Thankfully, getting him strapped in isn’t nearly that difficult for me.
And neither is retrieving his juice along with his favorite “road book” that’s basically his version of a word search only with animals instead of letters.
“Getting into the festival markets is not up for debate,” Wes gripes into his earpiece enroute to us. “It’s how we test new flavors and new products in unbiased atmospheres, build early anticipation, and assist in steering the seasonal choices. Our brands are to set the trends. We do not follow them. I expect marketing to receive an email regarding our acquired locations by the end of the day or your resignation by lunch.” The abrupt ending of his call occurs in tandem with his arrival. “And what can I do for you, Ms. Winters?”
“Excuse you.” Lifting my left hand is done in a snarky fashion. “That’s Mrs. Wilcox.”
“My apologies.” Wes briefly admires the insanely large piece of jewelry prior to hungrily growling, “What can I do for you,” he indulges in an almost feral swiping of his lips, “Mrs. Wilcox?”
“You can tell me if you have a preference on where you sit in the vehicle.”
One hand casually sliding into his pocket is attached to a single word. “Why?”
“I was trying to be polite by not sitting in your respective seat.”
Confusion pulls his brow tightly together. “Why would you be sitting in any seat?”
“Because sitting in your lap with an audience is frowned upon.”
Holmes and Hill chuckle in tandem.
He doesn’t bother breaking eye contact with me to glare at them. “You believe you’re going somewhere.”

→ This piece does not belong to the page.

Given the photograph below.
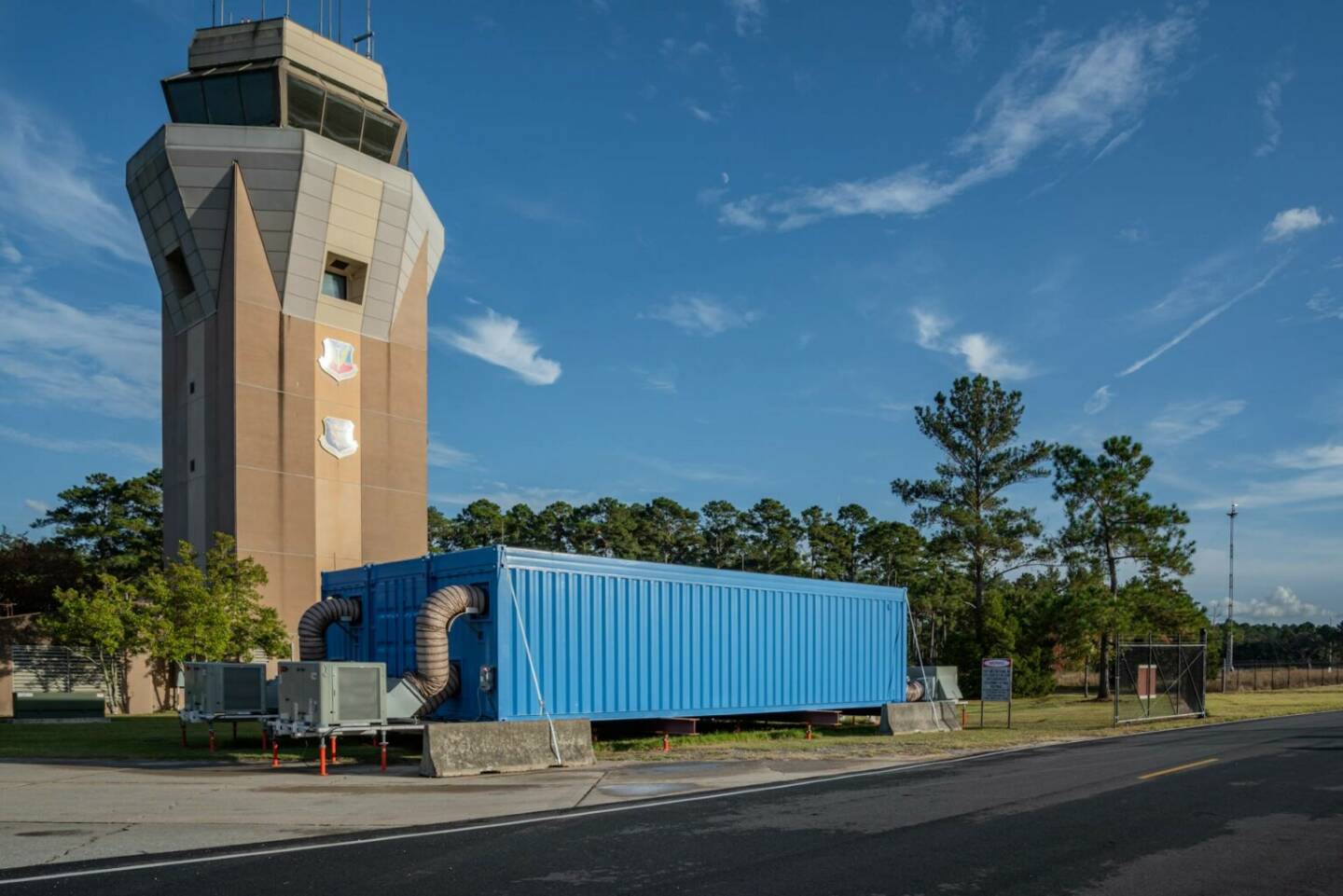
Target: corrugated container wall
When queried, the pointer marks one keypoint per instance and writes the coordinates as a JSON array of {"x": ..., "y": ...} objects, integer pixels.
[{"x": 626, "y": 640}]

“I know I’m going somewhere.”
“Brynley,” his shoulders sympathetically fall, “I admire your commitment however-”
“This isn’t a negotiation, Weston.” My hands plant themselves firmly on my hips. “I’m your wife, not your employee. Whether or not you’re done trying to dictate my movements is on you but allowing you to no longer be successful? That’s on me.”
“Bryn-”
“I’m getting in this vehicle and taking my son to school and because you decided to try and dictate otherwise, you’ve lost my fuck to give about your seat preferences.”
“You sit behind the driver,” Holmes informs from his nearby position. “Wilcox positions himself in the very back – as to have more privacy while working – and you sit in the seat closest to Wyland.”
“Thank you, Franken No Fun.” I shoot him a playful grin prior to glaring at the man I married. “Now, was that so hard?”
His mouth twitches in argument but is interrupted once more.
“Cab!” shouts Wy in frustration. “I meed da cab!”
“Why’s our son trying to hail a cab?”
Leaning back slightly into the vehicle, I sound out, “Cr-cr-crab.”
Wy nods his understanding prior to repeating it under his breath. “Cw-cw-cwab.”
“He’s reading his find the animals book and enjoying a nice cold cup of Totally Turtle juice.” An innocent shrug is wedged between statement. “Can’t lie. It’s not bad for something that has kale in it.”